Distribution of air pollutant in Sofia City
Which part of the city shows higher concentration in air pollutant?
Concentration of pollutant is noticeably higher at a few locations in Sofia City
The dotplot of average PM10 and PM2.5 allow user to visually discern areas with higher concentration as represented by larger circle on the map. From the plot we noticed 2 main larger circles situated at geohashed locations "sx8d8xv4bbd" and "sx8d7hyt4xs". With reference to the map of Sophia City below, these address of these areas are at ul. "Pladnishte" 26 1614 VZ Gorna Bania, Sofia, Bulgaria and 1434 Sofia Skay, Sofia, Bulgaria respectively.
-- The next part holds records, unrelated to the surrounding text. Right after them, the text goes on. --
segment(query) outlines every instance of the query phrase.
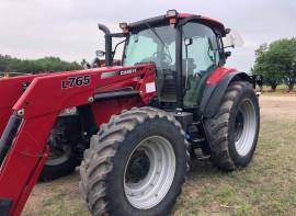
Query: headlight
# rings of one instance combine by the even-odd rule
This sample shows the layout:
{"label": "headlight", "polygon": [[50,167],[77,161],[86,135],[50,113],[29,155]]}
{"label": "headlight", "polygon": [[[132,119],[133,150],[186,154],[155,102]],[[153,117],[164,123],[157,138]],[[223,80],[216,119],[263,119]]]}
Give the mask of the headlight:
{"label": "headlight", "polygon": [[77,110],[76,106],[75,107],[65,109],[64,111],[61,111],[59,113],[58,116],[61,117],[61,116],[71,116],[71,115],[78,115],[78,110]]}

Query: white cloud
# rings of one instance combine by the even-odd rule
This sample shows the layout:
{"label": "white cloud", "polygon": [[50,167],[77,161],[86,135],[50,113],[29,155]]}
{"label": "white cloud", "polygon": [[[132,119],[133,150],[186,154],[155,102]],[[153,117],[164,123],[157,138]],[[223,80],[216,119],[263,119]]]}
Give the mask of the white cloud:
{"label": "white cloud", "polygon": [[234,50],[228,65],[241,70],[252,67],[260,44],[296,36],[295,0],[1,0],[0,53],[91,60],[104,45],[98,22],[118,31],[122,21],[163,14],[168,9],[207,15],[240,32],[246,46]]}

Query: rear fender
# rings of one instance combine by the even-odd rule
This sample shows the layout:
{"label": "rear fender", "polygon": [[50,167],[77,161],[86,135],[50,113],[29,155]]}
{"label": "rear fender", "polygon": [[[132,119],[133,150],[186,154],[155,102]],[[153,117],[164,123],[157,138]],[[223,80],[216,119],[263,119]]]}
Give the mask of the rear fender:
{"label": "rear fender", "polygon": [[244,80],[252,83],[252,79],[246,72],[236,70],[229,71],[216,82],[207,82],[200,110],[204,117],[213,117],[217,113],[227,87],[235,80]]}

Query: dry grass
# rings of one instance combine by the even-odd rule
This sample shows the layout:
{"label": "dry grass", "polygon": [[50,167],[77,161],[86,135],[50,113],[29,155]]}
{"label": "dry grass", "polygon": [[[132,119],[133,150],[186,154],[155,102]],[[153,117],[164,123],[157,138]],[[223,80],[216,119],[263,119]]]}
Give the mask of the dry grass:
{"label": "dry grass", "polygon": [[[296,215],[296,96],[261,96],[251,164],[231,173],[196,162],[172,215]],[[35,186],[23,215],[89,215],[79,175]]]}

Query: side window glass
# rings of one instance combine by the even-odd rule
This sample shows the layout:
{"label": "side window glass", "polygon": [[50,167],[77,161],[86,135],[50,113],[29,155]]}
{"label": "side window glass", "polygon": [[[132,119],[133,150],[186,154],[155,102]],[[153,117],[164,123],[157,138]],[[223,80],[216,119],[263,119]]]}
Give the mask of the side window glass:
{"label": "side window glass", "polygon": [[198,105],[202,83],[219,62],[216,35],[212,29],[200,23],[187,23],[183,27],[183,77],[185,80],[184,105]]}

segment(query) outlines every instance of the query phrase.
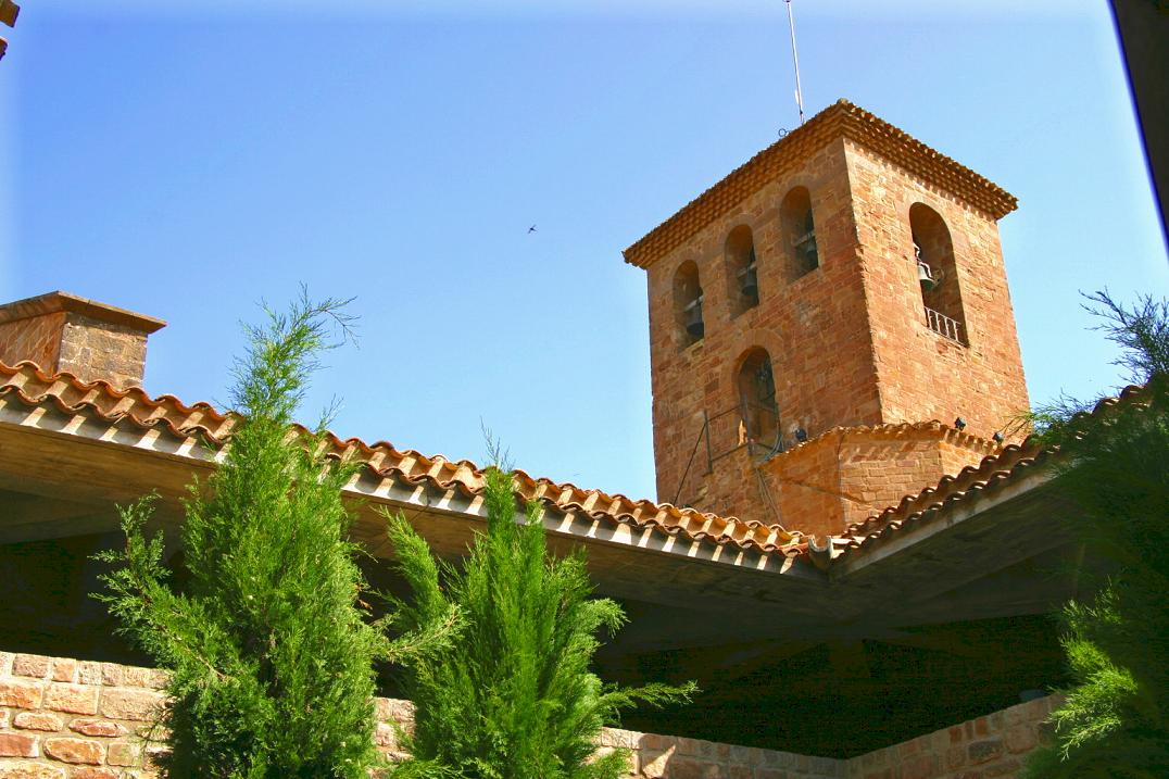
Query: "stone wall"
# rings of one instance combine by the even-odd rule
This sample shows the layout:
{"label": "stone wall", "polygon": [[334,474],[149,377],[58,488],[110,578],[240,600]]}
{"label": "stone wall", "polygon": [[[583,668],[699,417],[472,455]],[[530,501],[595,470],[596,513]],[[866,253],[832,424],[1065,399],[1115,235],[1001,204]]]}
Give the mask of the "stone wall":
{"label": "stone wall", "polygon": [[[165,702],[148,668],[0,652],[0,779],[152,779],[148,737]],[[990,779],[1011,777],[1043,735],[1053,698],[850,760],[608,728],[600,749],[627,749],[629,779]],[[406,701],[379,698],[378,745],[395,750]]]}

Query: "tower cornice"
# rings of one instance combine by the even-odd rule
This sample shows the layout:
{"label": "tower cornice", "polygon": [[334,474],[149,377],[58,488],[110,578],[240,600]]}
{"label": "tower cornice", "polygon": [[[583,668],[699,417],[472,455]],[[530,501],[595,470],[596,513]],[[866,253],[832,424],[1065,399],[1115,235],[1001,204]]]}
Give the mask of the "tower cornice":
{"label": "tower cornice", "polygon": [[752,157],[650,230],[622,253],[625,262],[648,268],[836,138],[848,138],[877,152],[996,220],[1015,211],[1017,206],[1015,195],[994,181],[863,108],[839,99]]}

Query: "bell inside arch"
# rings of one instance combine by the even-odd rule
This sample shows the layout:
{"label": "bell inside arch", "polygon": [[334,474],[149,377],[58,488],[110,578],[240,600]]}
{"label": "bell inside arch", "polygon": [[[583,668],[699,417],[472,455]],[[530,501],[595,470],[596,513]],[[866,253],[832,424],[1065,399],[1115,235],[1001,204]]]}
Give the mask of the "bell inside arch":
{"label": "bell inside arch", "polygon": [[929,270],[929,266],[920,260],[918,261],[918,282],[921,284],[921,289],[926,292],[938,287],[938,280],[934,278],[934,274]]}
{"label": "bell inside arch", "polygon": [[706,332],[703,324],[703,290],[699,288],[698,296],[686,305],[686,332],[693,338],[701,338]]}
{"label": "bell inside arch", "polygon": [[739,291],[746,298],[759,299],[759,273],[755,270],[754,261],[739,271]]}

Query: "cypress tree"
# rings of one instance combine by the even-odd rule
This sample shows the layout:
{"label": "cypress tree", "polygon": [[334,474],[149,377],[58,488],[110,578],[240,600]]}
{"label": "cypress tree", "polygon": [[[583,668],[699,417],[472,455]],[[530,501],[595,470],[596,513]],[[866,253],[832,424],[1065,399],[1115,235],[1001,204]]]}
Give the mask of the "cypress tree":
{"label": "cypress tree", "polygon": [[1035,415],[1039,439],[1060,448],[1067,519],[1112,573],[1063,611],[1073,683],[1028,779],[1151,779],[1169,766],[1169,303],[1090,299],[1121,346],[1116,363],[1144,389],[1093,414],[1061,400]]}
{"label": "cypress tree", "polygon": [[302,297],[248,329],[226,456],[185,501],[189,584],[174,586],[161,537],[145,533],[152,497],[122,511],[126,546],[103,557],[117,567],[98,598],[171,671],[173,779],[367,779],[380,763],[373,663],[394,646],[355,602],[341,502],[355,466],[325,456],[324,420],[293,427],[330,325],[348,332],[341,305]]}
{"label": "cypress tree", "polygon": [[396,568],[413,590],[397,604],[402,625],[419,629],[451,611],[463,620],[448,652],[406,671],[413,759],[395,777],[615,779],[627,757],[596,756],[602,725],[637,701],[689,698],[694,687],[602,684],[589,663],[597,632],[624,622],[621,607],[589,598],[583,551],[547,552],[535,503],[517,522],[510,474],[489,468],[484,481],[487,531],[461,570],[437,563],[404,518],[389,521]]}

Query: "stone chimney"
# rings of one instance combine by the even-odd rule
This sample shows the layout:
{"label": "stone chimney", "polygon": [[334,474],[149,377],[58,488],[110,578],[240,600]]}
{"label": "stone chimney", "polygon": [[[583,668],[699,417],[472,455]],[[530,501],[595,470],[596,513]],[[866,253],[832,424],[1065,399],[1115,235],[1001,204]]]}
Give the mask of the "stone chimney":
{"label": "stone chimney", "polygon": [[166,323],[69,292],[0,305],[0,363],[36,363],[42,371],[138,387],[146,337]]}

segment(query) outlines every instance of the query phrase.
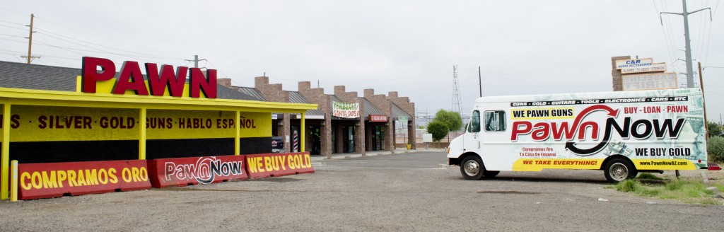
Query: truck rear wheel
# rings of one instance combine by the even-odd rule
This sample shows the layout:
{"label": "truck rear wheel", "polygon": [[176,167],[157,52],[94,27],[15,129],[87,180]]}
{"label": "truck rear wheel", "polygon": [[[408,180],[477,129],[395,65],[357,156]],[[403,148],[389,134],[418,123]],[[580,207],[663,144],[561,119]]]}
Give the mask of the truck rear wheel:
{"label": "truck rear wheel", "polygon": [[463,159],[462,165],[460,165],[460,172],[466,180],[477,181],[483,178],[485,167],[483,166],[483,161],[480,160],[480,157],[471,155]]}
{"label": "truck rear wheel", "polygon": [[638,173],[628,160],[621,158],[615,158],[606,163],[603,172],[606,175],[606,180],[610,183],[618,183],[632,178],[634,177],[634,173]]}

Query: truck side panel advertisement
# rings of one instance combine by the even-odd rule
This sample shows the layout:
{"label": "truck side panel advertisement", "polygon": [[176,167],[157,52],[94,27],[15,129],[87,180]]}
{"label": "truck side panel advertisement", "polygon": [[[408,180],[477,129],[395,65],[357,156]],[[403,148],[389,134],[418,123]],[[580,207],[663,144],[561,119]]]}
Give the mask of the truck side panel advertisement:
{"label": "truck side panel advertisement", "polygon": [[610,157],[634,174],[706,168],[702,106],[699,89],[481,98],[447,157],[474,153],[494,171],[605,169]]}

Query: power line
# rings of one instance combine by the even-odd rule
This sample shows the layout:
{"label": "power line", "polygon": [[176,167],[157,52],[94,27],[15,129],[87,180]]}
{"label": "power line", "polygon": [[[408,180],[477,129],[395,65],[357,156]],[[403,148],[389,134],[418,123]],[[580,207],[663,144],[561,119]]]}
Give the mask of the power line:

Is concentration time dependent?
Concentration is highest in first 4 weeks of the year i.e. January
Period of high concentration of pollutant is represented with warmer shading of coloration on the Calendar graph. For this visualization, we look at changes to level of concentration of PM10 and PM2.5 across all 52 weeks of the year. The results coincides with our earlier discovery in Task 1.
Concentration of pollutant increases in the evening
The density plot is used to represent the hourly concentration of pollutants across Sofia City where area of higher concentration is reflected with darker/warmer shade of colors. We have prepared a gif to allow user to have a better visual understanding of changes in concentration of PM10 and PM2.5 throughout the day. We find that concentration is generally lower throughout in the night, especially period of 0000hr-0600hr. Concentration of pollutants increases significant as the day turns to night.